Wednesday, February 9, 2011


For the past week or, a strange set of climatological circumstances has settled on top of Spain. High humidity with no rain, almost no wind, and clear skies with mild temperatures (and I believe low pressure, but don't quote me on that). However, this has brought about a curious side effect, one that has been on the news quite a lot the last couple of days. 

You see, because of the weather conditions, the pollution caused by cars, factories and all other type of urban sources has NOT been dissipating. Quite the contrary, it has been accumulating for over a week, and in cities like Barcelona and, more importantly, Madrid, the situation has been pretty extreme. Video footage from outside the cities show a clear cover of smog all around and through them. Warnings were issued for people with health conditions, and all that. 

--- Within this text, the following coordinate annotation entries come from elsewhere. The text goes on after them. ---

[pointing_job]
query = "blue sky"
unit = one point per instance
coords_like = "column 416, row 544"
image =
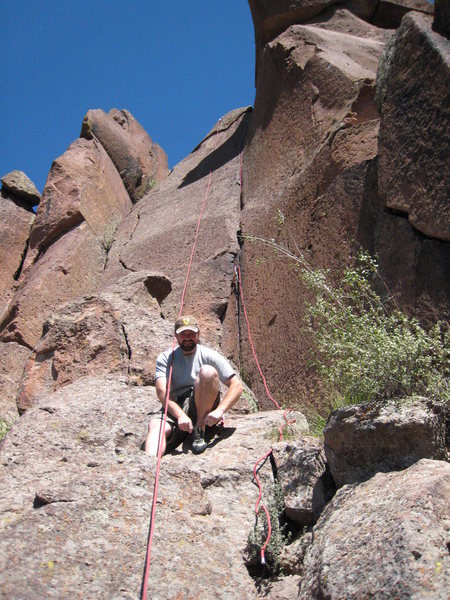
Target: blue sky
column 176, row 65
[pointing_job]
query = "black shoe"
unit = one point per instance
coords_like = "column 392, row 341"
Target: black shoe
column 198, row 443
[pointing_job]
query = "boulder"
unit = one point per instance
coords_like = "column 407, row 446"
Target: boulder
column 415, row 268
column 12, row 361
column 304, row 479
column 363, row 439
column 160, row 231
column 386, row 538
column 414, row 140
column 315, row 123
column 82, row 185
column 390, row 13
column 342, row 20
column 19, row 185
column 364, row 9
column 70, row 268
column 118, row 331
column 15, row 225
column 441, row 22
column 140, row 162
column 270, row 18
column 78, row 453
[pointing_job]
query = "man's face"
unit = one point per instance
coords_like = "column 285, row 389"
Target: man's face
column 187, row 340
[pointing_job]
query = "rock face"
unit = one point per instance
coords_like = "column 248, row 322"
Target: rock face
column 19, row 185
column 338, row 152
column 304, row 479
column 12, row 359
column 414, row 122
column 385, row 436
column 83, row 185
column 441, row 22
column 159, row 233
column 140, row 162
column 326, row 192
column 119, row 331
column 69, row 269
column 313, row 199
column 83, row 201
column 386, row 538
column 17, row 219
column 85, row 459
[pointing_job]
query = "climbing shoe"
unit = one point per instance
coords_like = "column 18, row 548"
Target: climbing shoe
column 198, row 443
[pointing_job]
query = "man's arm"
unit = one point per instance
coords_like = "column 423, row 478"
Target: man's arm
column 184, row 422
column 232, row 395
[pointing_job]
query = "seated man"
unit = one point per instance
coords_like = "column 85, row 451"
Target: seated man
column 194, row 399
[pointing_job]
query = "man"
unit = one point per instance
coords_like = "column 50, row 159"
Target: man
column 194, row 399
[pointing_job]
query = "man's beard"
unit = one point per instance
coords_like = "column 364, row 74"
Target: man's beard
column 188, row 346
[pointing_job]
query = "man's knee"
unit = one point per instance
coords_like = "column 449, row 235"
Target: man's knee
column 208, row 374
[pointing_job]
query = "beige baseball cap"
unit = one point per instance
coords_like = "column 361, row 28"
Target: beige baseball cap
column 186, row 323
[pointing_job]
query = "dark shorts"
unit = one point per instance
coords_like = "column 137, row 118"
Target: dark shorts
column 187, row 403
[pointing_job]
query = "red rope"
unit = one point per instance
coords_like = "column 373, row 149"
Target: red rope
column 280, row 429
column 162, row 427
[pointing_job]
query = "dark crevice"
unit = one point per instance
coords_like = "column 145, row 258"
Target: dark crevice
column 129, row 352
column 125, row 266
column 22, row 260
column 40, row 501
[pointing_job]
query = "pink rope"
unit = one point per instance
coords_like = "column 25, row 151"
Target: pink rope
column 162, row 426
column 280, row 429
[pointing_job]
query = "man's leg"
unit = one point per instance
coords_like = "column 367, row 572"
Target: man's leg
column 206, row 389
column 151, row 443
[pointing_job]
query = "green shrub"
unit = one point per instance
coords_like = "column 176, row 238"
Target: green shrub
column 280, row 537
column 366, row 348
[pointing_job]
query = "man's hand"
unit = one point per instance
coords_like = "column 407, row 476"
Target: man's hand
column 185, row 423
column 214, row 417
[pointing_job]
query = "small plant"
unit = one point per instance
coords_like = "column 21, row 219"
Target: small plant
column 4, row 428
column 280, row 217
column 109, row 234
column 280, row 536
column 248, row 397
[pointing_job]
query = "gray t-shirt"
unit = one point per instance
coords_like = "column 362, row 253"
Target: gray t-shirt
column 186, row 367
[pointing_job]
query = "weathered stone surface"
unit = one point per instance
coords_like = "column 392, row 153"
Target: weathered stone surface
column 413, row 177
column 141, row 163
column 342, row 20
column 364, row 9
column 306, row 484
column 272, row 18
column 390, row 13
column 363, row 439
column 77, row 487
column 19, row 185
column 70, row 268
column 15, row 228
column 441, row 22
column 315, row 123
column 283, row 588
column 386, row 538
column 12, row 361
column 118, row 331
column 293, row 555
column 415, row 268
column 83, row 185
column 160, row 231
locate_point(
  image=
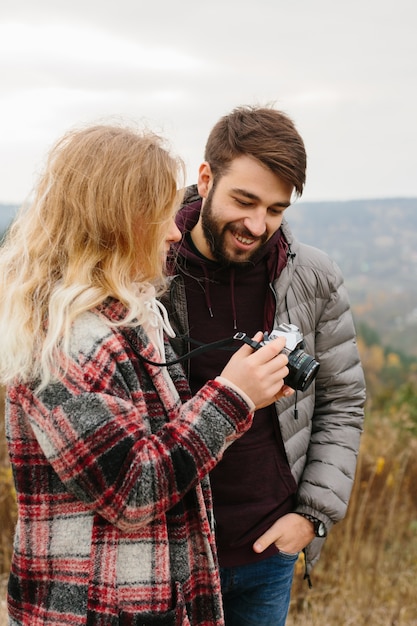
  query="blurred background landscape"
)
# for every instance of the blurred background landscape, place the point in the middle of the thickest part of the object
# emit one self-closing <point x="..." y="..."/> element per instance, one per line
<point x="368" y="569"/>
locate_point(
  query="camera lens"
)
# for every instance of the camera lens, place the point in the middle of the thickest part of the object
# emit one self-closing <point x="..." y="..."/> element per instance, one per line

I live in Valencia, which is a much smaller city by comparison (population around 1 and a half million), and I thought it wouldn't affect me much. However, just the other day when I went to walk my dog at night, I started to notice it. There was a very thick fog that wouldn't let you see very far, more so than normal, and a distinctive ashy smell in the air. At least here and in Barcelona, the cities are right next to the sea, which I can imagine plays a role in dissipating all this, but I can imagine it's much worse in Madrid.

In the end, though, this smog cloud has a silver lining. It seems that some of the bigger cities are going to start implementing some restrictions to curb down the pollution. Still too early for any results, but in the long run this is probably going to raise awareness and public perception towards the issue.